Wednesday, May 13, 2020

Sesame Carrots

If you've been following my Instagram page you know how much I love techina. The funny thing is I didn't eat techina until I moved to Israel. When I lived in America my only knowledge of techina is the watery stuff in a squeeze bottle at the falafel and pizza place. Then I moved to Israel and I was a madricha at a seminary in Jerusalem. My co-madricha who would soon become one of my closest friends, would put techina on everything and I thought it was so weird because techina goes on falafel and that's it. She convinced me to give it a try and my life was changed for the better.
Fun fact - the summer after we were madrichot we were counselors on a summer program together and the two of us along with the other two female counselors loved techina so much that we were actually known as the techinis.
I learned from her how to properly make techina (you can too check out this blog post).
I now drizzle techina on pretty much everything.

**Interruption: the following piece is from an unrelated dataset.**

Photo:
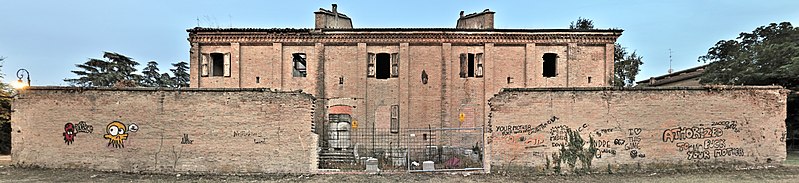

The other day I was thinking techina is just ground sesame seeds and sesame is a big flavor in some Asian cuisines so why not give techina a try in an Asian inspired dish.



Sesame Carrots

1/4 cup techina paste
3 Tbs soy sauce
1 tsp sesame oil
1/2 - 1 tsp sriracha
1 Tbs silan
1 tsp rice vinegar
1/2 tsp orange zest
1 inch of ginger
1 clove garlic
1 green onion
6-8 medium carrots
1 Tbs sesame seeds - for garnish

Preheat oven to 400°F/200°C

Line a cookie sheet with parchment paper

In a large bowl mix together the techina, soy sauce, sesame oil, sriracha, silan, and vinegar. With a microplane, grate in the orange zest, ginger, and garlic. Cut the white and light green part off of the green onion (set the dark green part aside for later), finely chop, and add to the techina mixture. Peel the carrots and cut them into sticks by cutting them in half horizontally then vertically then each of those pieces into three or four sticks. Place the carrots in the techina mixture and toss until everything is well coated. Spread out in an even layer on the prepared cookie sheet and roast for 20-25 minutes.

In the meantime toast the sesame seeds in a dry skillet over medium heat until lightly golden - watch them closely they burn easily. Slice the reserved dark green part of the green onion on a bias.
Arrange the carrots on a platter and top with the toasted sesame seeds and green onions.

This dish can be served warm, cold, or at room temperature.